Car les Daissaoui ont toujours le nez creux. Et font encore bonne pioche avec un certain Udallan, vainqueur du Grand Prix de SAR le Prince Héritier Moulay El Hassan, en 2013. Fils de Monsieur Al Maury et Harein de Faust, né au Haras de Saint Faust, Udallan a tiré le premier pétard d’un beau feu d’artifice. Car, la casaque  rouge à étoiles blanches de l’écurie Daissaoui a non seulement conservé sa main mise sur  le Grand Prix Moulay El Hassan en 2014, avec le sacre d’Aristote du Croate (France) mais aussi préservé son titre, à l’occasion du Meeting international des courses de pur-sang, en novembre dernier, grâce au sacre du 4 ans Bachar de Carrere (Kerbella).
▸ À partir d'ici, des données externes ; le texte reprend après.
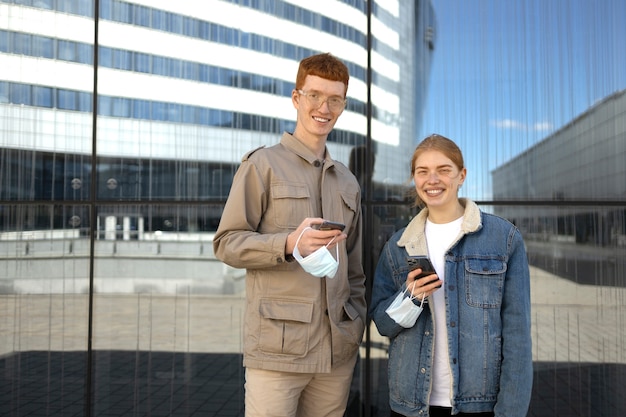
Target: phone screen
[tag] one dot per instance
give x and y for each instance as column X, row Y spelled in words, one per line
column 422, row 262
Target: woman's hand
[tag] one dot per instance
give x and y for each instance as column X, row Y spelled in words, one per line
column 424, row 286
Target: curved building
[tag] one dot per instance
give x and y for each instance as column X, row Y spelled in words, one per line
column 122, row 124
column 199, row 82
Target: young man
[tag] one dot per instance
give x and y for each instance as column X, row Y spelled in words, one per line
column 305, row 287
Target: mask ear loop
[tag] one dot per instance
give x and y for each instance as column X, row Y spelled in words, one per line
column 299, row 237
column 331, row 241
column 413, row 297
column 336, row 247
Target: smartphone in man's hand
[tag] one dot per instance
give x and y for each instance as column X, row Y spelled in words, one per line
column 328, row 225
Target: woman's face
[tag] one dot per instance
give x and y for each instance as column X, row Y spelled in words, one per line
column 437, row 180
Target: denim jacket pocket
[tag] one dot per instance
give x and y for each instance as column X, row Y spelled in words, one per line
column 285, row 326
column 484, row 282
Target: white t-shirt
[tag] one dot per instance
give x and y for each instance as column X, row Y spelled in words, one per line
column 439, row 237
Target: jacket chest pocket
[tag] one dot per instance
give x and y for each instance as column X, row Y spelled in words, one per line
column 285, row 326
column 291, row 203
column 484, row 282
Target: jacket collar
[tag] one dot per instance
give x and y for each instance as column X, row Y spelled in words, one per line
column 413, row 236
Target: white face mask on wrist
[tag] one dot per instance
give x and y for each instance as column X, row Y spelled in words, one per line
column 403, row 310
column 319, row 263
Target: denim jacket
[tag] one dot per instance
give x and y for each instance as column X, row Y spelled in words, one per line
column 487, row 293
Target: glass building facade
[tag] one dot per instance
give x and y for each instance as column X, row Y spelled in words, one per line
column 121, row 127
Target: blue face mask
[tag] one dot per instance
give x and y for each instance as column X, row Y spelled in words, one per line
column 319, row 263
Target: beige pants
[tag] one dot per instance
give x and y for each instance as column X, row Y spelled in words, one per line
column 289, row 394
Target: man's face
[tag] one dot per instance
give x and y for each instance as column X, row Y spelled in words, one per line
column 317, row 105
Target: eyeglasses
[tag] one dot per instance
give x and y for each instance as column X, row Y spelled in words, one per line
column 335, row 103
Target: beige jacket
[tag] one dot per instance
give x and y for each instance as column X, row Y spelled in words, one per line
column 294, row 321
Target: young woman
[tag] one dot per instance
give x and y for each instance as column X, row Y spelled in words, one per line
column 467, row 350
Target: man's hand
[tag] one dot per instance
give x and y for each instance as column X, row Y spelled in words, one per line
column 312, row 239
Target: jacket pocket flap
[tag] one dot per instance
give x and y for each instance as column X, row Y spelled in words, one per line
column 286, row 310
column 350, row 311
column 349, row 199
column 485, row 266
column 284, row 190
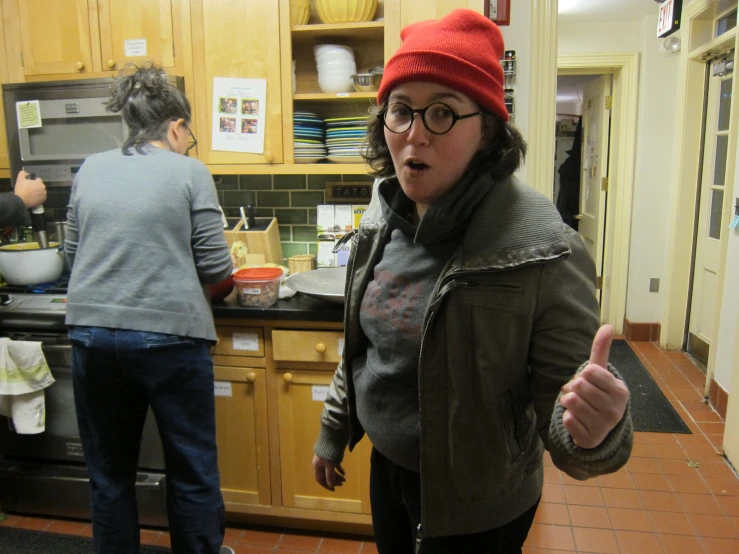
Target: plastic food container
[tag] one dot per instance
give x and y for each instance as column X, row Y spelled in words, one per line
column 258, row 287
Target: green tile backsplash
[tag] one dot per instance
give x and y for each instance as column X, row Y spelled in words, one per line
column 292, row 199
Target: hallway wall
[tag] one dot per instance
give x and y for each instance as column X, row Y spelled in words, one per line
column 654, row 158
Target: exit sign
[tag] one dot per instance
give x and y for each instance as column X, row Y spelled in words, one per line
column 670, row 12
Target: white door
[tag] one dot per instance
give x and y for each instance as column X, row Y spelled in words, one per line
column 596, row 124
column 708, row 234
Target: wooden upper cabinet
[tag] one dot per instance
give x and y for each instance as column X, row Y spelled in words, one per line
column 237, row 39
column 141, row 27
column 55, row 36
column 63, row 37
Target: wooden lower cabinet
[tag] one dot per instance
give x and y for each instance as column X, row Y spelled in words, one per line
column 242, row 435
column 300, row 402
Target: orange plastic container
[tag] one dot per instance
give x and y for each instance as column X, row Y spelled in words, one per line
column 258, row 287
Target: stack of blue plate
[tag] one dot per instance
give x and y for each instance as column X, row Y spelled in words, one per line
column 310, row 145
column 344, row 138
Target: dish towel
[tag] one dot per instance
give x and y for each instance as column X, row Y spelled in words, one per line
column 24, row 374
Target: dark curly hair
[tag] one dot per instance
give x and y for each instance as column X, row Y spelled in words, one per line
column 148, row 102
column 504, row 154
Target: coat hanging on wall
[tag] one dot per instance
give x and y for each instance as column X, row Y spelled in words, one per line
column 568, row 199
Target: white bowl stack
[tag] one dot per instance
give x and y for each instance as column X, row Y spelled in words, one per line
column 336, row 66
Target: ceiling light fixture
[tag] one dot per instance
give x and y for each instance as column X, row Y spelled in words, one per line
column 672, row 44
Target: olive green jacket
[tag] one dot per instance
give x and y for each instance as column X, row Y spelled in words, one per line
column 511, row 319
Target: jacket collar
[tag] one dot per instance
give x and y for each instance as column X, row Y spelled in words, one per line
column 512, row 226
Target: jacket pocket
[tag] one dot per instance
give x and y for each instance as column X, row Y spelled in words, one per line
column 161, row 340
column 81, row 335
column 491, row 422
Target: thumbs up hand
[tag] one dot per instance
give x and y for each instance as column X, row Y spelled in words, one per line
column 594, row 400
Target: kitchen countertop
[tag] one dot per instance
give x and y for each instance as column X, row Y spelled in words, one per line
column 48, row 311
column 297, row 308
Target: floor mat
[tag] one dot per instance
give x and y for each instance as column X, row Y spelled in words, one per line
column 24, row 541
column 650, row 410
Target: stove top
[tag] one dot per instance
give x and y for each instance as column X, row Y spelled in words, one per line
column 57, row 287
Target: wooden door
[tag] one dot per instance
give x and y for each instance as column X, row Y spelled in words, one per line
column 593, row 189
column 242, row 435
column 300, row 402
column 55, row 36
column 237, row 39
column 136, row 31
column 710, row 214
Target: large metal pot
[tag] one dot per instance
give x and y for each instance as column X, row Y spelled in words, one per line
column 27, row 264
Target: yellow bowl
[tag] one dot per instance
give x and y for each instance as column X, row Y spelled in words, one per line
column 299, row 12
column 346, row 11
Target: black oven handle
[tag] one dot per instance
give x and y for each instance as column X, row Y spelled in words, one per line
column 152, row 482
column 57, row 347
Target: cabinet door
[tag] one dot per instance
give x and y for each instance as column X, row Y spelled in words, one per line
column 238, row 39
column 300, row 401
column 136, row 31
column 412, row 11
column 55, row 36
column 242, row 435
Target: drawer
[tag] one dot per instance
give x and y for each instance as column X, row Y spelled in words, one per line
column 307, row 346
column 239, row 341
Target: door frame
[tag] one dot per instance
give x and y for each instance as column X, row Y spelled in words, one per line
column 684, row 201
column 624, row 66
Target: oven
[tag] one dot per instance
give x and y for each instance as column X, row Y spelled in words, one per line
column 45, row 474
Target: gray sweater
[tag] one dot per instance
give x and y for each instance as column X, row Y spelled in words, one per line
column 144, row 239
Ce n’est pas le seul événement que Kamal Daissaoui retiendra de ce premier meeting réunifié qui avait magnifiquement commencé, pour ses couleurs, dans la troisième course, le Grand Prix de S.A.R. Moulay Rachid, avec la victoire du 3 ans Cobalt de Carrere – FR (Samir de Carrere). Et cette réunion historique s’est terminée de la meilleure des manières, lors de la dernière course The President Of U.A.E. Cup, enlevée par le 4 ans Djouldia de Faust – FR (Al Saoudi). «Ces trois chevaux ont été sellés par l’entraîneur El Hassan Bendia qui est avec nous depuis le début de l’aventure» précise Kamal. «Hassan n’a pas pris de vacances depuis très longtemps et je le remercie pour son investissement. C’est une fierté de travailler avec un entraineur marocain originaire de la région de Bir Jdid.»
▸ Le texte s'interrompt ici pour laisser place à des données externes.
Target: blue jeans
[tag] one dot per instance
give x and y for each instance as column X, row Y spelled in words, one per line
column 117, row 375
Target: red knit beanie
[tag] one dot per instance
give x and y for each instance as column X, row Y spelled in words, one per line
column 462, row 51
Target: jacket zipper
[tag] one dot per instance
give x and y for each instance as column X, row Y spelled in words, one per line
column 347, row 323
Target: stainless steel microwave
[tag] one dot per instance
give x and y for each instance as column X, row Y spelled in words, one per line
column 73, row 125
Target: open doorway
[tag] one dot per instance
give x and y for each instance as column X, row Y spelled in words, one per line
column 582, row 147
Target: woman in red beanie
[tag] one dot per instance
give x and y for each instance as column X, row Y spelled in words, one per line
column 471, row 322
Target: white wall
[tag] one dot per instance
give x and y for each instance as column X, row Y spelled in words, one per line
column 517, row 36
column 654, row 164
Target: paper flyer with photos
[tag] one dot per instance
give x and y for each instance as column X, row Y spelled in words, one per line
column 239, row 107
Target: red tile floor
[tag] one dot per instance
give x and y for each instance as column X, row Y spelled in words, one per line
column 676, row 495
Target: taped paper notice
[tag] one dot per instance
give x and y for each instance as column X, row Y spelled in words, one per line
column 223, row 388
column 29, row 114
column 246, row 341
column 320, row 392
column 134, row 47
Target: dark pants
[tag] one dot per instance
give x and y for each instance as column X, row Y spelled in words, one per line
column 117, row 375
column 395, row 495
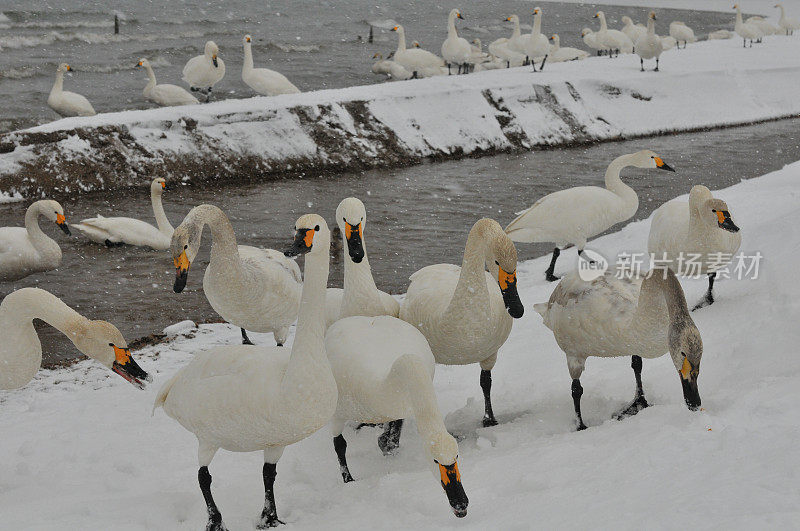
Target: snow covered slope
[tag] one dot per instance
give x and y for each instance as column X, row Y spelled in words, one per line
column 81, row 451
column 709, row 84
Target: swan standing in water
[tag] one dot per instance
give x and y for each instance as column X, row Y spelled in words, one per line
column 132, row 231
column 464, row 312
column 67, row 103
column 254, row 289
column 202, row 72
column 263, row 80
column 695, row 238
column 165, row 95
column 611, row 317
column 27, row 250
column 248, row 398
column 574, row 215
column 21, row 351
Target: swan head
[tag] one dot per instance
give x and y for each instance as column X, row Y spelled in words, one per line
column 351, row 217
column 443, row 449
column 311, row 236
column 103, row 342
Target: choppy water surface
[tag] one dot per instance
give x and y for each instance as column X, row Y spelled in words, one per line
column 416, row 216
column 315, row 44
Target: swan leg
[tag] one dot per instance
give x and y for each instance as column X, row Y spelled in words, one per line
column 389, row 440
column 549, row 275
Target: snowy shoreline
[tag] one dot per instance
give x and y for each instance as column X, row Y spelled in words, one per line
column 711, row 84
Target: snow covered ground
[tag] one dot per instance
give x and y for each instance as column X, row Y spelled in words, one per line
column 81, row 451
column 709, row 84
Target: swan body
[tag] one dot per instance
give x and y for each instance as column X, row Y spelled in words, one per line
column 21, row 351
column 165, row 95
column 263, row 80
column 202, row 72
column 630, row 316
column 559, row 54
column 245, row 398
column 67, row 103
column 254, row 289
column 132, row 231
column 27, row 250
column 464, row 312
column 360, row 296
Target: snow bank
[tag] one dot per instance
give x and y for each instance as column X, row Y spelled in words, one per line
column 89, row 438
column 710, row 84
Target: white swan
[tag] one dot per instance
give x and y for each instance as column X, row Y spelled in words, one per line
column 649, row 46
column 787, row 24
column 132, row 231
column 360, row 296
column 456, row 50
column 248, row 399
column 559, row 54
column 67, row 103
column 421, row 63
column 574, row 215
column 254, row 289
column 263, row 80
column 384, row 369
column 745, row 31
column 464, row 312
column 611, row 317
column 681, row 33
column 202, row 72
column 27, row 250
column 21, row 351
column 165, row 95
column 697, row 237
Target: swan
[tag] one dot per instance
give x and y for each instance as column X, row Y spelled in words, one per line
column 28, row 250
column 681, row 32
column 537, row 45
column 559, row 54
column 464, row 312
column 132, row 231
column 697, row 237
column 164, row 95
column 455, row 49
column 384, row 370
column 785, row 23
column 360, row 296
column 254, row 289
column 253, row 398
column 202, row 72
column 263, row 80
column 612, row 317
column 574, row 215
column 21, row 351
column 612, row 40
column 745, row 31
column 67, row 103
column 419, row 62
column 649, row 46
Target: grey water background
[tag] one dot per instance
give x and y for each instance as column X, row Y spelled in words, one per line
column 416, row 216
column 317, row 45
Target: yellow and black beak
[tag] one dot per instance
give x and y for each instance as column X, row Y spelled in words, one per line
column 661, row 165
column 355, row 241
column 126, row 366
column 303, row 241
column 451, row 483
column 689, row 375
column 508, row 287
column 181, row 271
column 61, row 221
column 725, row 222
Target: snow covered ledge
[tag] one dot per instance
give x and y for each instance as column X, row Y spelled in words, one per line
column 710, row 84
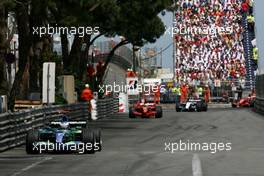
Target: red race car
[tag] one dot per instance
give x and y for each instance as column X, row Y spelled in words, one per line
column 146, row 108
column 244, row 102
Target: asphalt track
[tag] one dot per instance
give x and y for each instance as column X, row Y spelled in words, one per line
column 136, row 147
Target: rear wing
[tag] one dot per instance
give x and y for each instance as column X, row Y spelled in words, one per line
column 71, row 123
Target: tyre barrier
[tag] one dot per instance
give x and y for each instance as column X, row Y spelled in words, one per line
column 14, row 126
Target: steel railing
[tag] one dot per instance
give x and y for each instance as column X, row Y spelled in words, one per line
column 14, row 126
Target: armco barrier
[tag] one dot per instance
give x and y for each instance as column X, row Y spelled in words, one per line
column 14, row 126
column 259, row 104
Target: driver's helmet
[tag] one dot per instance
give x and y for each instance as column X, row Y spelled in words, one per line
column 64, row 122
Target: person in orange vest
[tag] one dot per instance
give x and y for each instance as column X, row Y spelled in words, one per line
column 87, row 95
column 207, row 94
column 157, row 95
column 184, row 93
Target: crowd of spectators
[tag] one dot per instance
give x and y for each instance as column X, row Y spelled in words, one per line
column 210, row 45
column 209, row 42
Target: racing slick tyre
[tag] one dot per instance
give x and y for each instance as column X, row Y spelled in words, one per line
column 178, row 109
column 97, row 139
column 131, row 114
column 158, row 112
column 31, row 138
column 88, row 140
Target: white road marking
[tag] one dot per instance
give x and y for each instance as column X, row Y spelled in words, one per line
column 31, row 166
column 196, row 166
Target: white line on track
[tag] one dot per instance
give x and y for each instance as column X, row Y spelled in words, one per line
column 196, row 166
column 31, row 166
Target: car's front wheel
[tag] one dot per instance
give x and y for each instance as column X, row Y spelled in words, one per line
column 131, row 114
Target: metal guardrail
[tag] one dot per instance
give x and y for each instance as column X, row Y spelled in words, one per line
column 14, row 126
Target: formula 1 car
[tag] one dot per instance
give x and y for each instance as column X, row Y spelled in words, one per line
column 192, row 105
column 64, row 136
column 244, row 102
column 146, row 108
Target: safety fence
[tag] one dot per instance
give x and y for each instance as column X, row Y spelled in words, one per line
column 14, row 126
Les satisfactions ne manquent pas. Si Bachar de Carrere et Cobalt de Carrere ont été chevauchés par Abdelkader El Kandoussi, Djouldia de Faust a été monté par l’apprenti jockey Khalid Jbilou. «C’est la cerise sur le gâteau» résume Kamal. «Trop souvent, les propriétaires refusent de donner leur chance aux apprentis. Ils préfèrent faire venir des jockeys de l’étranger. Nous, on les forme, on leur donne une opportunité dans des grandes compétitions et ils nous remercient avec des succès de prestige comme celui de Khalid. Mais ce n’est pas le succès d’un propriétaire, d’un cheval ou d’un jockey, c’est la victoire de tout un groupe. Il ne faut pas oublier que les jockeys qui montent en Grand Prix récoltent les fruits du travail des jockeys du petit matin qui sortent, travaillent et donnent à manger aux chevaux.»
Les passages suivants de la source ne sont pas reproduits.